Ярда изредка косился на выразительные скулы Пепека, на его широкие ноздри.

Нет, с самого начала все шло как-то не так. Еще неделю тому назад Ярду собрали в дорогу, проинструктировали во всех подробностях, у него в кармане лежали чехословацкие деньги, потрепанное удостоверение личности на имя некоего Йозефа Котрбы – и вдруг все забрали обратно, а через три дня к нему привели напарника с прямым приказом: во всем и при всех обстоятельствах подчиняться ему. Ярду удивил Пепек: бледное, словно после тяжелой болезни лицо, синие круги под глазами, около рта легли морщинки усталости.

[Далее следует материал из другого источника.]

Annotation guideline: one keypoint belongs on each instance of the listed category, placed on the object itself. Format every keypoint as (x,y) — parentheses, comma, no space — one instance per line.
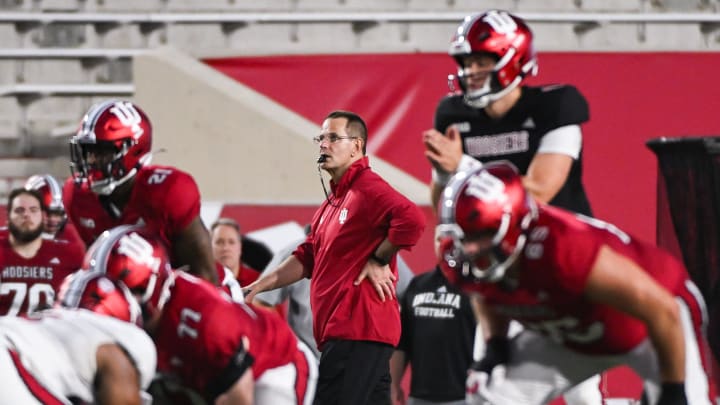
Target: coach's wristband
(379,260)
(467,163)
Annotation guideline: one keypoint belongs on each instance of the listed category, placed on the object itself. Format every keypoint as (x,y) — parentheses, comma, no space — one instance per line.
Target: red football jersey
(30,284)
(164,198)
(549,294)
(201,330)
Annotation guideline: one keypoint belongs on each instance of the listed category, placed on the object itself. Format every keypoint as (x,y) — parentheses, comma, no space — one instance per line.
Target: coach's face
(26,218)
(339,147)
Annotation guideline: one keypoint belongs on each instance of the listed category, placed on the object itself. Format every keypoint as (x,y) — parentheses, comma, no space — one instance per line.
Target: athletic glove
(672,394)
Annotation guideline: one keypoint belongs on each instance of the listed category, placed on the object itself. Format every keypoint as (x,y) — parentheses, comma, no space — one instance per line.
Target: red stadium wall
(633,97)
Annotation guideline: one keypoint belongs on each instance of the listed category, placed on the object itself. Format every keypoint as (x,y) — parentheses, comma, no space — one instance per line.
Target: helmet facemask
(110,168)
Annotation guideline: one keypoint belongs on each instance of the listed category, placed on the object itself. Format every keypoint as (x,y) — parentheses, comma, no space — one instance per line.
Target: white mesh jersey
(58,348)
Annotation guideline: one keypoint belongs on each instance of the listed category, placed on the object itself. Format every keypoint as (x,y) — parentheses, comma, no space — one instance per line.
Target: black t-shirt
(516,136)
(438,331)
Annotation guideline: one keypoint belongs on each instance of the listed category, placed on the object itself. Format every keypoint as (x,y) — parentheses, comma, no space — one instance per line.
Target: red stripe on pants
(302,369)
(33,385)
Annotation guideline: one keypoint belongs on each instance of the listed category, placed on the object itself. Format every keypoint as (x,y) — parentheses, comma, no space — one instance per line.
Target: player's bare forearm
(192,248)
(116,377)
(288,272)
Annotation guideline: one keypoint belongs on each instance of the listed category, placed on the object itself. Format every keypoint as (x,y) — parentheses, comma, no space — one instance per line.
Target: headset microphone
(323,159)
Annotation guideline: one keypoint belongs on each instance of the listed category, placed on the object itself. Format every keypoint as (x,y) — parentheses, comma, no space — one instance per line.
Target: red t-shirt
(201,330)
(164,198)
(364,210)
(549,297)
(28,284)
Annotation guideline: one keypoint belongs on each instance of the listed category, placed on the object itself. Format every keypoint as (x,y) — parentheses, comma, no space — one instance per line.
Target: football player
(31,268)
(229,352)
(591,297)
(495,116)
(114,184)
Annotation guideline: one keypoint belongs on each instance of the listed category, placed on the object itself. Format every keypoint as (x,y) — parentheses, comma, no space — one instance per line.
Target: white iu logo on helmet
(138,250)
(486,187)
(128,116)
(500,21)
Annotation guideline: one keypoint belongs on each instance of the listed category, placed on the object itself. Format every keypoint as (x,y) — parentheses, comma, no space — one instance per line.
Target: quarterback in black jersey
(494,117)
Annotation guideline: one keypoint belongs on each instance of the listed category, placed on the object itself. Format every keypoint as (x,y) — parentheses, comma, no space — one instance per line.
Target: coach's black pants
(354,372)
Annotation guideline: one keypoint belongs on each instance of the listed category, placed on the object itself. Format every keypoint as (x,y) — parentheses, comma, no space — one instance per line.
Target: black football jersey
(516,136)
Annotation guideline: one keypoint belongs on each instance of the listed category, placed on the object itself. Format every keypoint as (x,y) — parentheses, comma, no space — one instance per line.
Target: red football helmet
(491,203)
(130,254)
(118,135)
(502,35)
(92,290)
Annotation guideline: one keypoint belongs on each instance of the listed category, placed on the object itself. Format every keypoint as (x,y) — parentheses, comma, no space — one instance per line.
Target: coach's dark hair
(355,126)
(20,191)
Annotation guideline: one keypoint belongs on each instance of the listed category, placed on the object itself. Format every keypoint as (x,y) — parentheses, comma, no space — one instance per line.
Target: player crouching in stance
(590,296)
(228,352)
(72,356)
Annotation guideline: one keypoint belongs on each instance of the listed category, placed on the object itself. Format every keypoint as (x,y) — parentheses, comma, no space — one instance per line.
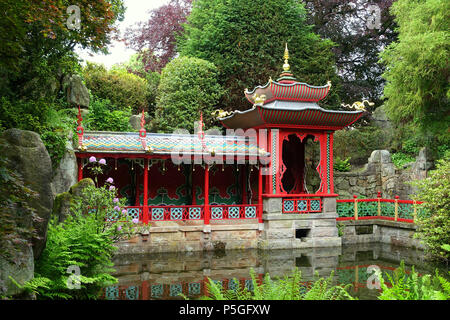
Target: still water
(166,275)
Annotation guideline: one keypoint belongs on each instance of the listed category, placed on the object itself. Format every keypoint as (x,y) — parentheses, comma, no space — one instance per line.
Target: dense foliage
(435,192)
(155,39)
(363,141)
(122,88)
(39,45)
(246,43)
(102,116)
(341,165)
(37,52)
(352,25)
(417,88)
(43,117)
(188,86)
(411,286)
(83,241)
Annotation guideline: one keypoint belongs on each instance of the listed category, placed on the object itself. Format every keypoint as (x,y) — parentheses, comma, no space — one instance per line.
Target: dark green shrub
(187,86)
(411,286)
(288,288)
(125,90)
(434,229)
(103,116)
(358,144)
(342,165)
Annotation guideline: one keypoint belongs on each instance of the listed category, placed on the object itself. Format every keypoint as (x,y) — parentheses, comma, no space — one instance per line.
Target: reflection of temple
(164,276)
(256,177)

Только глаза леденящие, такие же, как прежде в Валке.

– У меня были неприятности в лагере, that’s all[160], – выдавил из себя Пепек в ответ на настойчивые расспросы Ярды, когда они остались вдвоем. Больше он не сказал ни слова.

Пепек наконец вылез из-под попоны. Он отворотил нос от остывшей бурды, сунул в карман два куска хлеба, намазанных маслом, старательно очистил костюм от сена.

– Выходи не раньше обеда и возвращайся до темноты, да не вздумай встретить старых знакомых. – Размашистые густые брови Пепека грозно сошлись над переносицей, взгляд его впился в лицо Ярды. – С фабрики или не с фабрики – все равно…

Ярда, когда Пепек повернулся к нему спиной, чуть усмехнулся. Пепек прошел к чердачному окну. Его могучие полусогнутые руки были плотно прижаты к телу, маленькая курчавая голова втянута в плечи. Верхний конец лестницы вздрагивал под его тяжестью. Потом шаги Пепека послышались во дворе, потом все затихло.

Ярда посмотрел на часы. До обеда тут от тоски с ума сойдешь. Он отправился на экскурсию: облазил весь чердак, подтянулся на руках к пустому гнезду, прилепившемуся за балкой, наконец опять улегся на попоне. Тихо и тепло, во дворе сонно клохчут куры, из хлева слышится звон цепи, черные ласточки, словно стрелы, мелькают мимо слухового окна, заставляя Ярду вздрагивать.

С того момента, как он завербовался на двухлетнюю службу, он все время пытался представить себе, к чему это может привести, что ждет его впереди: постоянная скрытность, беспрерывная перемена мест, осторожность, нервы, напряженные до предела дни и часы смертельной опасности. А между тем, после того как они сошли с поезда, он только и делает, что валяется на сене и выслушивает приказы. Проклятие, он не смеет даже закурить. А Пепек тем временем где-нибудь чадит вовсю.

Пепек. Он ведь появился позже, чем Ярда, а его назначили главным. Почему? Ведь они оба новички.

Червь сомнения снова сверлит мозг Ярды. Что означает эта замкнутость Пепека? Держался бы он так, не будь той несчастной минуты в поезде? Ни одного искреннего слова не сказал он Ярде. Правда, и в Валке он держался бирюком, даже в те минуты, когда, казалось, между ними могли наладиться добрые отношения.

Ярда даже не знает, куда сейчас ушел Пепек. Что это с его стороны: осторожность или недоверие?

Разве могли те, спокойные, румяные, хорошо настроенные ребята из мюнхенского бюро по его, Ярды, лицу угадать, какие мысли роятся иногда в его голове.